File Under: TMI
We called it Big Job when I was a kid. As in, “Mom! Dad! I have to go Big Job!” I didn’t fully appreciate the validity of that label until a few weeks ago, when I was in an ambulance speeding to the emergency room. The hospital folks didn’t refer to it as Big Job however. They called it a Blockage, caused by severe constipation. It’s one of the fringe benefits of ALS they don’t tell you about in the brochure. But it’s also pretty serious, and in the most literal way possible, the whole episode scared the crap out of me.
Staying regular is a universal challenge, especially as you get older. I remember reading an oh-so-clever “You know you’re over 40 when…” book when I was a kid. Every other joke was some variation on how “getting some action” no longer meant what it used to. Of course I had no idea what “getting some action” meant in any context, but the cartoons with a dad sitting on the toilet were hilarious. Now that I think about it, prune juice became a regularly stocked refrigerator item around that time.
I’m only 37, but the onset of ALS has moved up the regularity battle a few years. Lack of movement + weak abdominal muscles = no action. When you’re paralyzed, using the facilities is tedious, time-consuming, and downright exhausting. Indeed, I’m sick of planning my next bowel movement. Calling it Big Job is a monumental understatement. Picture a half-naked guy in a sling, sitting on a commode chair made out of PVC pipe, with a bucket underneath. Trust me, it’s a shitty situation for everyone involved.

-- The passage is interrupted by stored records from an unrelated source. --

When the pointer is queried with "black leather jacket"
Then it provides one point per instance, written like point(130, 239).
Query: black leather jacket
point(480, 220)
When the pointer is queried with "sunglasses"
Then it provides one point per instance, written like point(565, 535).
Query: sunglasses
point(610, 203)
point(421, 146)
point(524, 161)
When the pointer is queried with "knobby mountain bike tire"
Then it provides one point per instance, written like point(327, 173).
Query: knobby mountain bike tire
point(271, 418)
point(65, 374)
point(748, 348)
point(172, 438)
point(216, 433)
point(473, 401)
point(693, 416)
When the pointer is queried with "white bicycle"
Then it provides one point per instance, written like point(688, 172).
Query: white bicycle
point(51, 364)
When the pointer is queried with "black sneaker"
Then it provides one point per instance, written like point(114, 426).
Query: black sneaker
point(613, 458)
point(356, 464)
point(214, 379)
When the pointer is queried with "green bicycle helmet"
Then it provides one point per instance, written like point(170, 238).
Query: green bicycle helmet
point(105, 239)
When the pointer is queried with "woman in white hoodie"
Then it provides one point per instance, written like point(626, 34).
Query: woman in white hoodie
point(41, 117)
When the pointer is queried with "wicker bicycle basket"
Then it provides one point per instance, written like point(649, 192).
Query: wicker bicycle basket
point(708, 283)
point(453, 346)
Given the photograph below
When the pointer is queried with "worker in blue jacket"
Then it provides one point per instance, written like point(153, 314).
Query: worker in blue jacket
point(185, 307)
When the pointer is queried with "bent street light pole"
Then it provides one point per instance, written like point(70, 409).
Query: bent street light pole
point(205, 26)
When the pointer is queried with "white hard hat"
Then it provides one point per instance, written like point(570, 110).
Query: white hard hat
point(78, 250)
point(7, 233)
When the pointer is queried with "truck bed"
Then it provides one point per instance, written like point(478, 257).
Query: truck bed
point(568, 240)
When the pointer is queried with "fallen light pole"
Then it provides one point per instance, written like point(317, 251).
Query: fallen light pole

Perhaps that’s too much information. The whole routine definitely falls in the “I never thought I’d be doing this” category, and it’s a real load off my mind to share this crap with others. I’ve even thought of pitching it as an episode of “Dirty Jobs” on Discovery Channel. How cool would it be to have host Mike Rowe wiping my butt on TVs around the world? Maybe you need to be in my situation to appreciate such a scenario. Yeah, probably you do.
My brief hospital stay was certainly embarrassing (em-bare-ass-ing!) But, and there’s always some sort of butt at this point, it helped me realize how emotionally constipated I was as well. I had been holding in my sadness, frustration, and anger for far too long. Ignoring my emotions created an undercurrent of depression, and worse, distracted me from appreciating all that I have. I lay trapped in that hospital bed, away from my girls and my home, and suddenly the dam burst open. I cried for hours. Letting it all out, in more ways than one, helped me return home with a renewed vigor. Time to start writing again, continue my Legacy Project, end the self-pity, and live the life available to me. Time to shit or get off the pot as they say. It won’t be easy of course, but nothing worthwhile ever is. More crap will get in my way, but now I know what to do with it.
PS. One last thing, if you’re tempted to comment on the distasteful subject matter of this post, please don’t bother. The last thing I need is more shit from anyone. ;)
PSS. Beg your pardon. That is the first and last emoticon I will ever use.